As one might expect from a Martin Scorsese film, it is very much an exploration of a certain type of masculinity. It is a story about fathers and sons, but also about how a man’s worth is measured. Indeed, The Departed arguably takes Scorsese’s fascination with a certain kind of hyper-exaggerated American masculinity to its logical endpoint, as Frank Costello serves as a nexus point tying together sex and violence without producing an heir and Colin Sullivan is forced to discuss his impotence as his girlfriend eats a banana.

However, The Departed ties into some of Scorsese’s other core themes – most notably the director’s recurring fascination with identity. Of course, The Departed is an adaptation of the Hong Kong thriller Infernal Affairs, so it makes sense that identity would be a core theme. The film is the parallel stories of two undercover movies; Colin Sullivan and Billy Costigan. Colin is a criminal posing as a cop, while Billy is a cop posing as a criminal. Naturally, the theme of identity and self-image inevitably ends up tied up in all this.

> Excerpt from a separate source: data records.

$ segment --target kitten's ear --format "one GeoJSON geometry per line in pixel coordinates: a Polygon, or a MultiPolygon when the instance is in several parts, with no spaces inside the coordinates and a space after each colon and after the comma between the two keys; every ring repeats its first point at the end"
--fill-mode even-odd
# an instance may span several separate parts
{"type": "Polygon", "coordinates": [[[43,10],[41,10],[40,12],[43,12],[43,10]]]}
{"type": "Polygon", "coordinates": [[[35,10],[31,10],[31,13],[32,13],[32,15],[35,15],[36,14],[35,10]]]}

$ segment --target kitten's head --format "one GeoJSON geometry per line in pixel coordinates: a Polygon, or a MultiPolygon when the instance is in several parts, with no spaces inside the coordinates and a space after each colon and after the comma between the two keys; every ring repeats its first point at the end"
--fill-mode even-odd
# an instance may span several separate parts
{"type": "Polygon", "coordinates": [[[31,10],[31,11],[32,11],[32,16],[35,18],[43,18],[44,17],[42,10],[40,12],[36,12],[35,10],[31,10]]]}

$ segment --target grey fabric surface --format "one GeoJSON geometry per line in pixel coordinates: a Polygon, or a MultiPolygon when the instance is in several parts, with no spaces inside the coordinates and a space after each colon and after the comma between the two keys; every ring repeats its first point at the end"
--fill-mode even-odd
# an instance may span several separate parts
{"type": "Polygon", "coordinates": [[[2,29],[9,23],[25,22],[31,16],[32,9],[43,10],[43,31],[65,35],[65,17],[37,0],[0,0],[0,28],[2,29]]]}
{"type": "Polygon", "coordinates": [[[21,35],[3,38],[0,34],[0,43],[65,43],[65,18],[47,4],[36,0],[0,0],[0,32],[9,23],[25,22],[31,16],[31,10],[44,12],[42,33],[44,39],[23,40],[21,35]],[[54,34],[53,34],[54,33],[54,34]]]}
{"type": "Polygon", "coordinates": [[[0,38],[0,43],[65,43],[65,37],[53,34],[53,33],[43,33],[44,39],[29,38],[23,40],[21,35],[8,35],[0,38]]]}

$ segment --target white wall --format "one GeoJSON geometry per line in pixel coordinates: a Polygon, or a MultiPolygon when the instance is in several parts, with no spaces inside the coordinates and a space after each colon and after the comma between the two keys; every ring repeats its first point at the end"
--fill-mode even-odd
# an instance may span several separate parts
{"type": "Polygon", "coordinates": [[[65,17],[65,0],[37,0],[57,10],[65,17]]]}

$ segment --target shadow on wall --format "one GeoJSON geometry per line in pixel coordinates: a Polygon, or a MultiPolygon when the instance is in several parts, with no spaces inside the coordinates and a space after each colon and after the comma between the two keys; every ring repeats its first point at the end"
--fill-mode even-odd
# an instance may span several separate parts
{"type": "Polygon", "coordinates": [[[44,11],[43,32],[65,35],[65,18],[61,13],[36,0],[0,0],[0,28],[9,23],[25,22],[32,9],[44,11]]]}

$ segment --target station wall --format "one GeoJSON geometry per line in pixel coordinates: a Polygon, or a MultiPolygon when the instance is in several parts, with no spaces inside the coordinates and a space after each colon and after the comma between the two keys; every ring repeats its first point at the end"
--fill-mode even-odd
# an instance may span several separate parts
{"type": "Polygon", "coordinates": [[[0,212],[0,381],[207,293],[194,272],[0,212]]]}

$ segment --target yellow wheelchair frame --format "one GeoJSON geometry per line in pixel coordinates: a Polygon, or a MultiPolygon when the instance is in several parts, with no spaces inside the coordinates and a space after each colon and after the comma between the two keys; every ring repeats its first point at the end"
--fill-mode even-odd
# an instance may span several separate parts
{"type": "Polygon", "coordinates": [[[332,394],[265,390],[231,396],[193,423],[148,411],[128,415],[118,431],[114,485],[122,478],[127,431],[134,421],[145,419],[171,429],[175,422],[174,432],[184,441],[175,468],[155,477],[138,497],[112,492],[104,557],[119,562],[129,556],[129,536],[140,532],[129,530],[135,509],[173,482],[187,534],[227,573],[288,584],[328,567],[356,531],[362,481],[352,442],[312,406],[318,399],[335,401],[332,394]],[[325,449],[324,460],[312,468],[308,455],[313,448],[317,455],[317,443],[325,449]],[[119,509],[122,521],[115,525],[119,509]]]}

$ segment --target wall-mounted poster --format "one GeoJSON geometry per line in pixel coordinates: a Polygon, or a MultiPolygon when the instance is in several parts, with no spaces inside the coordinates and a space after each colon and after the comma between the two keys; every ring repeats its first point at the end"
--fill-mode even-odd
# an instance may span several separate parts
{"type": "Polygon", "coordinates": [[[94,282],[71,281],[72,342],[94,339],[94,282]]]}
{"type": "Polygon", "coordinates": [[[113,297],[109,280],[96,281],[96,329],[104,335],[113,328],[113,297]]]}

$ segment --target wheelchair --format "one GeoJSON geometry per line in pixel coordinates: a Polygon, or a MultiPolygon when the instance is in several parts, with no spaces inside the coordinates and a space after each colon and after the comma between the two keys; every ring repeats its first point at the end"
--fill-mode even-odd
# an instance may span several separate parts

That said, The Departed is perhaps most interesting for how it ties back to Scorsese’s larger filmography. So many of Scorsese’s films are tied back to the idea of human connection and belonging, even as extreme counter-examples in films like “god’s lonely man” Travis Bickle in Taxi Driver. Particularly in Scorsese’s crime movies like Goodfellas and Casino, there is a clear emphasis on the idea of “belonging” and “conforming”, with his films often focusing on outsiders (like the Irish Henry Hill or the Jewish Sam Rothstein) trying to blend into the largely Italian American mob.

The Departed is largely built around the Irish mob in Boston, and so exists at a remove from Scorsese’s typical interest in the Italian mob in New York. (Notably, despite its Boston setting, large parts of The Departed were actually shot in New York City.) However, Scorsese’s portrayal of criminal life in The Departed marks a clear point of contrast from Goodfellas and Casino. While the characters in Goodfellas and Casino inevitably betray the bonds of family and loyalty to bond them together, they still acknowledge their importance. This is not the case in The Departed.

In The Departed, all of the characters eventually confront the reality that they exist in liminal spaces, caught more in the gravity of larger forces than held in place by ties of blood. The Departed marks a departure from Scorsese’s earlier crime films – arguably including Mean Streets and even Age of Innocence – because it completely disregards any sense of common community or shared identity. As Frank Costello opines in the opening scene, “When you’re facing a loaded gun, what’s the difference?”